Heavy rain flooded the often dry land and compelled organizers to postpone the namesake ceremony of the event to be postponed and 1000’s of attendees were told to shelter in place.
One person has died on the festival because the Pershing County Sheriff’s Office said the death got here “during this rain event,” based on NBC San Diego.
The anonymous fan’s truck was a lifeline for the DJ as he raced back to civilization and caught a flight to Washington, D.C. for his 9 p.m. show at Echostage Saturday night.
“Nobody was making it out of burning man they didn’t consider we might walk 6 miles within the mud… nobody believed we might get to dc for the show tonight,” Diplo wrote in an Instagram story post from a personal jet. “but god did”
Rock took to his own Instagram story, sharing a video of the flooded desert following the monsoon thunderstorms that swept through the “Silver State.”
Torrid conditions on the campgrounds forced officials to shut the doorway to the temporary metropolis for the last two days of the festival.

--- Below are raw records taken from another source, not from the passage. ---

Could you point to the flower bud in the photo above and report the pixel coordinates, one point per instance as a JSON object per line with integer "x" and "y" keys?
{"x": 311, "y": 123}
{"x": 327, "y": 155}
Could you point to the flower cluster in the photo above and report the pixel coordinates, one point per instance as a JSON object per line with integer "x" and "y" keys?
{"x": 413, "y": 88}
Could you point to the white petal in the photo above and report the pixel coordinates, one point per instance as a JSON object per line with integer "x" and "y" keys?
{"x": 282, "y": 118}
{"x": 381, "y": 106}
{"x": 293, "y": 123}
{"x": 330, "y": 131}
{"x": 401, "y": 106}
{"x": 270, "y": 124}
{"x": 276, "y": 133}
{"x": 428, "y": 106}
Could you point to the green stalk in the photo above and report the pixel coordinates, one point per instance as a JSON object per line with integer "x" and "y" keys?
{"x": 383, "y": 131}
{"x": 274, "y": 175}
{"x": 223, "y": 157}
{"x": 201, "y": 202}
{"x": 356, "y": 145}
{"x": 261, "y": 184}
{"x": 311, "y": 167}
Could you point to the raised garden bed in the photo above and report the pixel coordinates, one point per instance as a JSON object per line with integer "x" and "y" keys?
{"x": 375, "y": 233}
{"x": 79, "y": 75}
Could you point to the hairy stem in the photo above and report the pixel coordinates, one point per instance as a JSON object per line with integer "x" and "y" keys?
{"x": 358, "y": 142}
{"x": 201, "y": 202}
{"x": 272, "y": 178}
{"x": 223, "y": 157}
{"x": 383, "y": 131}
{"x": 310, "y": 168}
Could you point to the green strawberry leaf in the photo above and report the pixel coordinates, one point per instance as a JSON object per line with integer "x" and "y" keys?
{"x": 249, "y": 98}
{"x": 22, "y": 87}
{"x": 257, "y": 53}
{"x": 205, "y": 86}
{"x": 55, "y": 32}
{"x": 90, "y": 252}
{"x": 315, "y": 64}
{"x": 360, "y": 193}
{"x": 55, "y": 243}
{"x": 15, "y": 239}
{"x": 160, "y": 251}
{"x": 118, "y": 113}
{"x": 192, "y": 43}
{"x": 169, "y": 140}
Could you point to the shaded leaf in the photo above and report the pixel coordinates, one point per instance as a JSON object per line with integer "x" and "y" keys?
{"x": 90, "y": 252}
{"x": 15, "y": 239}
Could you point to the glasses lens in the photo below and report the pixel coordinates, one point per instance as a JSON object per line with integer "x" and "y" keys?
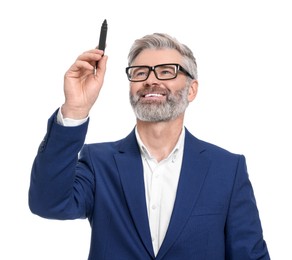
{"x": 138, "y": 73}
{"x": 167, "y": 71}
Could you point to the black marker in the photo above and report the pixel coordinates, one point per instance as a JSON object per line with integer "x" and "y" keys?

“Because of recent rainfall, the Bureau of Land Management and the Pershing County Sheriff’s Office officials have closed the doorway to Burning Man for the rest of the event,” the Washoe County Sheriff’s Office wrote on Facebook.
The Black Rock Desert stays listed in a Flood Watch as of Sunday morning, based on the National Weather Service, with more rain within the forecast.
The dry lake where the festival is held annually received 0.8 inches of water from a storm Friday night into Saturday turning the often hot and arid land right into a mud-filled nightmare.
Burning Man is described as an annual gathering of individuals to Black Rock Desert where a short lived metropolis dedicated to community, art, self-expression, and self-reliance is built for the crucible of creativity.